QUEENS, N.Y. (May 16, 2013) – Elected officials, clergy and Southeast Queens residents tonight called for community input and fair treatment of sub-contracted workers as JFK Airport expands and Delta Airlines renovates a major terminal.
“I read in the paper the other day that Delta Airlines is doing quite well these days, that it is turning profits and paying its shareholders dividends,” City Council member Donovan Richards said. “The question I have is: Where are the dividends for our communities? Where are the good jobs they promised us when we gave them tax-exempt financing to expand and renovate Terminal 4 at Kennedy Airport?”
Richards, State Senator James Sanders, City Council Member Leroy Comrie, New York Communities For Change members, airport workers, civic associations, clergy leaders and residents attended the community forum at Maranatha Baptist Church in Queens Village.
Panelists included Civic Association representative Bonnie Huie; Paul Sonn, legal co-director of the National Employment Law Project (NELP); airport worker Tasleema Mohamed; Archbishop Russell James and community leader Richard Hogan.
Despite significant public investment in JFK, there are thousands of low-wage subcontracted airport service workers, working for the airlines and terminal operators like JFK IAT, which operates Terminal 4, struggling to get by on wages as low as $8 an hour with no meaningful benefits.
“JFK is a good place to work, but it could be better if we were provided with the wages and benefits that allow us to raise a family,” airport worker Tasleema Mohamed said. “I know that we are not directly hired by the airlines but, because they hire the contractors that employ us, they actually have a lot of power in how we are treated.
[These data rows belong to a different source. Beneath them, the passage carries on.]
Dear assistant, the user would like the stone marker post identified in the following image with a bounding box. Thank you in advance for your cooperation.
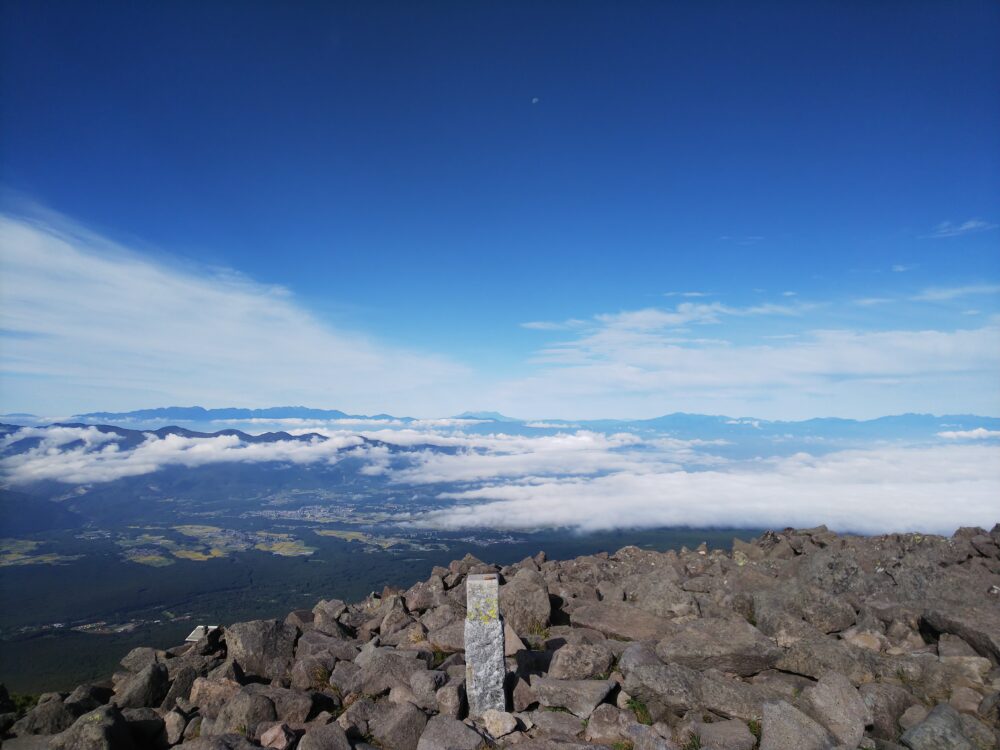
[465,573,506,716]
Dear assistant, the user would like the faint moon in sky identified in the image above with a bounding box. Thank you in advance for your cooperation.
[531,97,539,104]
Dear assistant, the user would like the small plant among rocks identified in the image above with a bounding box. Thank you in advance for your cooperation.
[626,697,652,725]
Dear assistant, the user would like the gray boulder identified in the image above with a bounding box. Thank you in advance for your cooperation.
[225,619,298,681]
[112,663,169,709]
[354,649,428,695]
[416,714,484,750]
[900,703,996,750]
[548,643,614,680]
[10,697,78,736]
[212,690,277,737]
[698,669,769,722]
[654,617,781,676]
[49,706,136,750]
[163,708,188,745]
[583,704,641,744]
[860,681,914,741]
[525,708,586,737]
[119,647,160,673]
[298,722,353,750]
[121,707,165,748]
[530,677,615,718]
[499,569,552,636]
[922,607,1000,663]
[759,700,835,750]
[188,677,241,719]
[570,602,676,641]
[371,700,428,750]
[621,572,698,619]
[176,735,259,749]
[800,671,869,748]
[694,718,756,750]
[775,636,873,685]
[619,644,700,719]
[161,665,198,711]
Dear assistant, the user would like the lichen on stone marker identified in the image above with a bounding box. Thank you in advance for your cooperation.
[465,573,506,715]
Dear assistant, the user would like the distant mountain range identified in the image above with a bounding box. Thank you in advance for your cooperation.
[56,406,1000,439]
[73,406,413,422]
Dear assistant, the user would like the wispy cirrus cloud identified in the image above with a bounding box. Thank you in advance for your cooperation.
[0,213,473,416]
[922,219,998,239]
[497,306,1000,419]
[912,284,1000,302]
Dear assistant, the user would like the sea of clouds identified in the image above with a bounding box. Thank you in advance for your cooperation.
[2,421,998,536]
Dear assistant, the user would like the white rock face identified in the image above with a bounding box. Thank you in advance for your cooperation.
[465,574,506,716]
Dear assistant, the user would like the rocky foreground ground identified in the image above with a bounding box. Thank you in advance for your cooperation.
[3,525,1000,750]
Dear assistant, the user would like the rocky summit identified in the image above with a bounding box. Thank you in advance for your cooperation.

The Port Authority should solve this problem by requiring all contractors at the airport to provide decent wages, affordable health care and paid sick leave.”
Sonn said the country “has seen a decimation of middle class jobs since 2007. He said most of the new positions in the past several years have been low-wage jobs.
“Airports are a microcosm of what has happened in our country’s economy,” Sonn said. “Decades ago, most airport jobs were good, union jobs. Through a combination of reducing the compensation of their direct employees and subcontracting out other services to private companies, airlines have profited on the backs of airport workers”
Airports in Los Angeles, San Francisco, Oakland, San Jose, Miami, St. Louis and Syracuse have living wage policies. For domestic carriers flying out of JFK, paying workers a living wage, with health benefits and paid sick leave would only be 1.2% of their annual revenue.”
In 2011, the median take-home salary for an airline subcontracted JFK airport worker was about $17,500. The national poverty level for a family of 4 is $23,550, almost 25% higher than what most JFK workers are earning.
Advocates say airlines and other terminal leaseholders at JFK Airport have benefited from over $2.1 billion in tax-exempt financing over the last decade, and just last month the IDA approved $200 million in tax-exempt financing for Delta Airlines’ expansion of Terminal 4.
“As we go forward, we have to ask the question who is looking out for us, looking out for people in our communities?” said NYCC member Roderine Denbow, who lives in Rosedale, Queens. “Poverty wages for the critical jobs at Kennedy Airport are not going to cut it. Airlines cannot continue building profits on the backs of our citizens, on our sweat, on our tears.”